TORONTO - Canada's Supreme Court declined to rule Thursday on whether the Roman Catholic Church can be sued for sexual assaults committed by its priests.

In a 9-0 judgment, the Ottawa court said the evidence it heard was too weak to support a definitive ruling on such an "important and difficult question."

However, it upheld the right of victims to sue their diocese.

Gregory Stack, a lawyer for victims, said he was pleased with the ruling, which he said helped define "who is the Catholic Church in Canada."

The case centered on assaults committed by Newfoundland priest Kevin Bennett during nearly three decades, beginning in the 1960s.

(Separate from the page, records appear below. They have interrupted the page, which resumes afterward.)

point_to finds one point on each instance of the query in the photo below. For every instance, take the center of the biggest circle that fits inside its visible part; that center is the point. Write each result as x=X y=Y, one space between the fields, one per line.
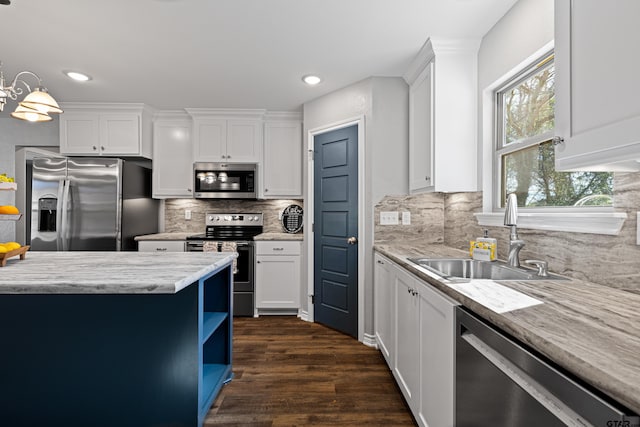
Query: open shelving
x=215 y=337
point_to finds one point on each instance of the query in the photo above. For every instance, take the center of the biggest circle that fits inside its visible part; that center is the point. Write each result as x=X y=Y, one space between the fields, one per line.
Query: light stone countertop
x=279 y=236
x=164 y=236
x=591 y=330
x=107 y=272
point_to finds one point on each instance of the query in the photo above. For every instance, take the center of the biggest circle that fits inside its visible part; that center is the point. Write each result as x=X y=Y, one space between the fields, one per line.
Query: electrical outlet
x=406 y=218
x=388 y=218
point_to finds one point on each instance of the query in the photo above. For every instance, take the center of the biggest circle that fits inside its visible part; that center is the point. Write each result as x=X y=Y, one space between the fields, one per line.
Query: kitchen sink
x=464 y=269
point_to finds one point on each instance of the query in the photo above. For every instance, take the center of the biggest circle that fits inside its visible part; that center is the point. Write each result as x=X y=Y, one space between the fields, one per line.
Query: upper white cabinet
x=227 y=135
x=172 y=151
x=443 y=116
x=282 y=163
x=89 y=129
x=597 y=108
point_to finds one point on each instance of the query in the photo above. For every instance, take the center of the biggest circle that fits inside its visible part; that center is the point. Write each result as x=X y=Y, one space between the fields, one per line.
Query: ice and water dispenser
x=47 y=210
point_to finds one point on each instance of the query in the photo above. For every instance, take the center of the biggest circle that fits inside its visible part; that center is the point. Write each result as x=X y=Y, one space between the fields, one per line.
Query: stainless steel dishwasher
x=499 y=382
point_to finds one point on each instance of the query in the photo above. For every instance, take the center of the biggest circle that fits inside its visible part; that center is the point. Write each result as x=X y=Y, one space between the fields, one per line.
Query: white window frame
x=596 y=220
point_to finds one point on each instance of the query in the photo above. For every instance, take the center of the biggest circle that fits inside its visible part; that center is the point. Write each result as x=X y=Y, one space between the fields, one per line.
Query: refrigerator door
x=47 y=190
x=93 y=204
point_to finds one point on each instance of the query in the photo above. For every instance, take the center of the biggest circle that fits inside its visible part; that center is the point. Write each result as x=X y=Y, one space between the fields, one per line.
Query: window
x=525 y=153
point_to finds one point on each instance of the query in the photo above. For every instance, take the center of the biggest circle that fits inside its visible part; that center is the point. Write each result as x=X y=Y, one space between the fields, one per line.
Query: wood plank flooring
x=289 y=372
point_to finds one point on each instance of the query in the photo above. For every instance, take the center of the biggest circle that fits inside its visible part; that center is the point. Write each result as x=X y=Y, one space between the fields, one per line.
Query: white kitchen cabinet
x=88 y=129
x=421 y=344
x=597 y=109
x=172 y=158
x=443 y=116
x=407 y=332
x=227 y=135
x=437 y=358
x=162 y=246
x=282 y=164
x=278 y=279
x=384 y=306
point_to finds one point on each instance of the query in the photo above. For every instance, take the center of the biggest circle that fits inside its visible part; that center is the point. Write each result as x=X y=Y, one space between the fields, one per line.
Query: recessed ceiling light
x=311 y=80
x=80 y=77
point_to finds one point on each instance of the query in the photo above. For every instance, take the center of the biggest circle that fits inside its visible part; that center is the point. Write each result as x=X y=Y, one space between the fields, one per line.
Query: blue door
x=336 y=229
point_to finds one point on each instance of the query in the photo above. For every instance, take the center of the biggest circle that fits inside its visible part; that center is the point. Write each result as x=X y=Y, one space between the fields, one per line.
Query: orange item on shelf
x=9 y=210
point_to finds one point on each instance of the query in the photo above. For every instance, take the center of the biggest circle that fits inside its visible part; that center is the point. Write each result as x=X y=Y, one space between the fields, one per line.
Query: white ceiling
x=224 y=53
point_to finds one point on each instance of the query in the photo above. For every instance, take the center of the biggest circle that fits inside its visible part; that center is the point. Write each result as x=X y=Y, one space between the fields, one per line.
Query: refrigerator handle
x=59 y=213
x=64 y=230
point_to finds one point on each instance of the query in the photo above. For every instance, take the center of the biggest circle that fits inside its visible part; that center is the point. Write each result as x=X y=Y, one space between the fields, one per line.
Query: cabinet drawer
x=161 y=246
x=278 y=248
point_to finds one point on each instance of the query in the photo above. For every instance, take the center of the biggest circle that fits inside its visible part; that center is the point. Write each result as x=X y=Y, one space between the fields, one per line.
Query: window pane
x=530 y=173
x=528 y=107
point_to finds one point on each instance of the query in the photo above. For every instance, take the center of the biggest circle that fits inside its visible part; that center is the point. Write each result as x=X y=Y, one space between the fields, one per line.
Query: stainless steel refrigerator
x=90 y=204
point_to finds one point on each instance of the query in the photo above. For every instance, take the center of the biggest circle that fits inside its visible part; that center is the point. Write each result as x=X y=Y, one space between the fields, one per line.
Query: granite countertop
x=107 y=272
x=591 y=330
x=279 y=236
x=164 y=236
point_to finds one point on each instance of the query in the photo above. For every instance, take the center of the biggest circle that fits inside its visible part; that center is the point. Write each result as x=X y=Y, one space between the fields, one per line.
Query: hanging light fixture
x=36 y=105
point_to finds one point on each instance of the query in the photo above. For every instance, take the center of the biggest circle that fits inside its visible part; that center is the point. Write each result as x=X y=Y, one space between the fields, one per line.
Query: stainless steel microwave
x=225 y=180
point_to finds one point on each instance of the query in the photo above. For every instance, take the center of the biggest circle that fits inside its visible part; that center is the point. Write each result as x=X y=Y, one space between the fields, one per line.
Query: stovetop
x=230 y=226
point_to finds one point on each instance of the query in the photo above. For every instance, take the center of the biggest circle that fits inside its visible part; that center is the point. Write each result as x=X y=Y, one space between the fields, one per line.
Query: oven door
x=225 y=181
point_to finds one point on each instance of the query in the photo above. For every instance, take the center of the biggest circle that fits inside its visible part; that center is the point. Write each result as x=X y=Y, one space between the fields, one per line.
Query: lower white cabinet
x=278 y=277
x=384 y=306
x=415 y=331
x=162 y=246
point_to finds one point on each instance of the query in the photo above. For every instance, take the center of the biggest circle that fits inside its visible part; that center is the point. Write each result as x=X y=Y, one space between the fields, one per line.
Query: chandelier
x=36 y=105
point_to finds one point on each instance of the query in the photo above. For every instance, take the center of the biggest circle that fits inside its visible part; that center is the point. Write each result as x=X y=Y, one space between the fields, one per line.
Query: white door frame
x=363 y=240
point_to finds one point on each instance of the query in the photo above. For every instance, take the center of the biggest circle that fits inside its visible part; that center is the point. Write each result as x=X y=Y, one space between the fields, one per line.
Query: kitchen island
x=114 y=338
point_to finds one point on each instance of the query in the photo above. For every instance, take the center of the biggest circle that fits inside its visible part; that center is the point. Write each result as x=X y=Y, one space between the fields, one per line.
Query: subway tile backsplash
x=448 y=218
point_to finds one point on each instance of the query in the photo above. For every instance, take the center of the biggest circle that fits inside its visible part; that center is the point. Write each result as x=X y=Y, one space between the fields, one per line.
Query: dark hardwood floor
x=289 y=372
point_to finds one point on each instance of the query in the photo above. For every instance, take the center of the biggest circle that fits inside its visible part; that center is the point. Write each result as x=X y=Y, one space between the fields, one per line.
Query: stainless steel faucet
x=511 y=220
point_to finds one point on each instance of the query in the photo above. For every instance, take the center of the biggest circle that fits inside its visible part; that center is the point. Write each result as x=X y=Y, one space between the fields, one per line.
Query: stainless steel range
x=239 y=228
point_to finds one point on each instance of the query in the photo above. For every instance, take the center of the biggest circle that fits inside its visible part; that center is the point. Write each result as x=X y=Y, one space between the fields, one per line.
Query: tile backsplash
x=448 y=218
x=174 y=209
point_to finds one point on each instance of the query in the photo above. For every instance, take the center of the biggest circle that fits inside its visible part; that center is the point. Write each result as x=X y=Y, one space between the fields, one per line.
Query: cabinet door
x=407 y=361
x=172 y=161
x=120 y=134
x=277 y=281
x=244 y=141
x=383 y=306
x=282 y=166
x=597 y=108
x=437 y=355
x=209 y=140
x=421 y=131
x=79 y=133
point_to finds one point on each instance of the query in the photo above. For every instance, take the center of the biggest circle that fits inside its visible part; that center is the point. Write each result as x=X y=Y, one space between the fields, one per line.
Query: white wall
x=384 y=103
x=15 y=133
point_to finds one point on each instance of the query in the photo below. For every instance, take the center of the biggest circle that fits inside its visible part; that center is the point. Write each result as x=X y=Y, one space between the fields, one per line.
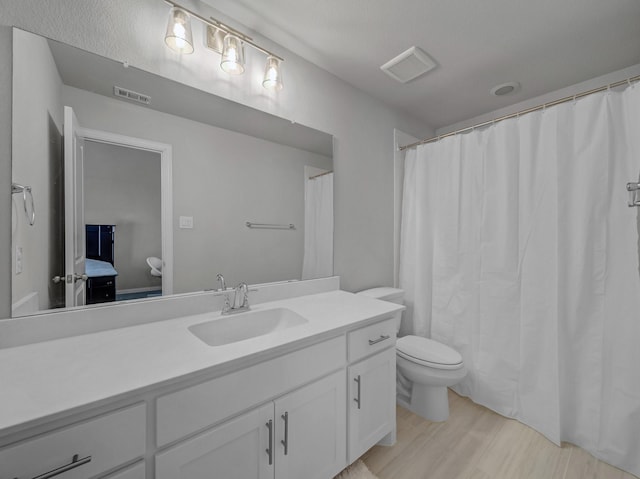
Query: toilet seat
x=428 y=352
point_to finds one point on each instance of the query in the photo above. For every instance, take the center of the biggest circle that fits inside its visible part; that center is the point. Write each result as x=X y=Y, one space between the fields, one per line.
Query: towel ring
x=17 y=188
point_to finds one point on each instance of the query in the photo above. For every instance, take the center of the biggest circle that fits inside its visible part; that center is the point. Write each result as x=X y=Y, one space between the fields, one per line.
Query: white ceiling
x=543 y=44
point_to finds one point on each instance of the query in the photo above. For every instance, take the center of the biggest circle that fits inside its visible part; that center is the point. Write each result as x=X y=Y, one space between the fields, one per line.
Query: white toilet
x=425 y=368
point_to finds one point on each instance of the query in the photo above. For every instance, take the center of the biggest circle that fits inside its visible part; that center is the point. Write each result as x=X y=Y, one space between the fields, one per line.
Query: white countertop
x=43 y=380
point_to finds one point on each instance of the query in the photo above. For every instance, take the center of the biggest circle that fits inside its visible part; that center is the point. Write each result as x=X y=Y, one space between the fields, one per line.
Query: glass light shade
x=232 y=55
x=178 y=36
x=272 y=74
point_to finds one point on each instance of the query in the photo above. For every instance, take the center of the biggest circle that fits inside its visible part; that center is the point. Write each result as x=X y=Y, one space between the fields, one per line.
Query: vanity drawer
x=109 y=441
x=198 y=407
x=371 y=339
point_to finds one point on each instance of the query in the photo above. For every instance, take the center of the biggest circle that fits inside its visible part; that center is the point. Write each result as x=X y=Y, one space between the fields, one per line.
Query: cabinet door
x=311 y=430
x=237 y=449
x=372 y=415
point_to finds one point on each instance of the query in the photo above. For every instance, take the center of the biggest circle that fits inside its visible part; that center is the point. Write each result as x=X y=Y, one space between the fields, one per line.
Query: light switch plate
x=19 y=256
x=186 y=222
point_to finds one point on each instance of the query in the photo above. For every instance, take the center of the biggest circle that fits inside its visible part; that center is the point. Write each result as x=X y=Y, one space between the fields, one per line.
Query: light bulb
x=272 y=74
x=178 y=36
x=232 y=55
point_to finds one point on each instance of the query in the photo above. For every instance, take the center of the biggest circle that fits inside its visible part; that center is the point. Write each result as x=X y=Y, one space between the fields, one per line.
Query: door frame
x=166 y=190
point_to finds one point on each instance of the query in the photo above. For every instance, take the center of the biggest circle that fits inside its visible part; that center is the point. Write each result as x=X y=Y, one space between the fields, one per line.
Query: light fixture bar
x=215 y=23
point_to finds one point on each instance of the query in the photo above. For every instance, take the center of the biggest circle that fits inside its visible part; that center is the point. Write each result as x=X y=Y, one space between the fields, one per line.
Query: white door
x=74 y=234
x=372 y=410
x=311 y=430
x=237 y=449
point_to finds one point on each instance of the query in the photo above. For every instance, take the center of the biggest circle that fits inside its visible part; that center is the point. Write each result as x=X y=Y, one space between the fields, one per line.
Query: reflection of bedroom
x=123 y=221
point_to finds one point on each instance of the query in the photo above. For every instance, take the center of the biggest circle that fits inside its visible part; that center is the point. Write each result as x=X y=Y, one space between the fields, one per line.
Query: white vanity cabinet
x=301 y=434
x=271 y=408
x=371 y=386
x=83 y=450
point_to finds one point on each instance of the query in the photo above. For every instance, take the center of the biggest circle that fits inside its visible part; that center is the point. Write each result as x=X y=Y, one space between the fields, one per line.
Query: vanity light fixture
x=178 y=36
x=222 y=39
x=232 y=55
x=272 y=76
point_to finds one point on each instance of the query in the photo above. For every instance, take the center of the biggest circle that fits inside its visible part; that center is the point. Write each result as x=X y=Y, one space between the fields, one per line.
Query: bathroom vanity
x=156 y=400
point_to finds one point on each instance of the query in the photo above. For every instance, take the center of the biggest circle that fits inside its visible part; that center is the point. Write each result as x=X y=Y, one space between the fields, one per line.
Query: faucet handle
x=223 y=286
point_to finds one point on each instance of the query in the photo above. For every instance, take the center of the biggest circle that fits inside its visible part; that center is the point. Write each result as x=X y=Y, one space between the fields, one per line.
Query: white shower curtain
x=318 y=227
x=518 y=250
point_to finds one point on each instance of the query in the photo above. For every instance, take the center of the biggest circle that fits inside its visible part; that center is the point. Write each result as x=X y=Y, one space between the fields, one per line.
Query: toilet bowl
x=425 y=368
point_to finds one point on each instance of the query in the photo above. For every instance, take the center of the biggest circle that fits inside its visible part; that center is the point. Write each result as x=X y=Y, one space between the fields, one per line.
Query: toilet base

Bennett admitted his guilt and was sentenced to four years in prison in the early 1990s. Now retired and in his 70s, he continues to draw a church pension.

His 36 victims sued in 1991, claiming damages from Bennett, some of his church superiors, the western Newfoundland diocese of St. George's and the Church.

A trial judge ruled that legal liability extended to Bennett, Bishop Raymond Lahey, former St. John's archbishop Alphonsus Penney and the diocese of St. George's - but not to the entire church.

The Newfoundland Court of Appeal upheld the liability of Bennett and the diocese, but cleared Lahey, Penney and the church.

Robert Johnston, 47, who was abused as a teenage altar boy, said he hoped the ruling would be the end of legal wrangling.

"We won what we went after - who was responsible and who should settle with us," Johnston said from Labrador City.

Stack said the St. George Diocese had argued the church was responsible, not the diocese, a defense Stack rejected.

"A parish priest doesn't take an oath of obedience to the pope; he takes it to the bishop. The bishop is the controlling force, the controlling factor. We think the responsibility lies and rests there," Stack said.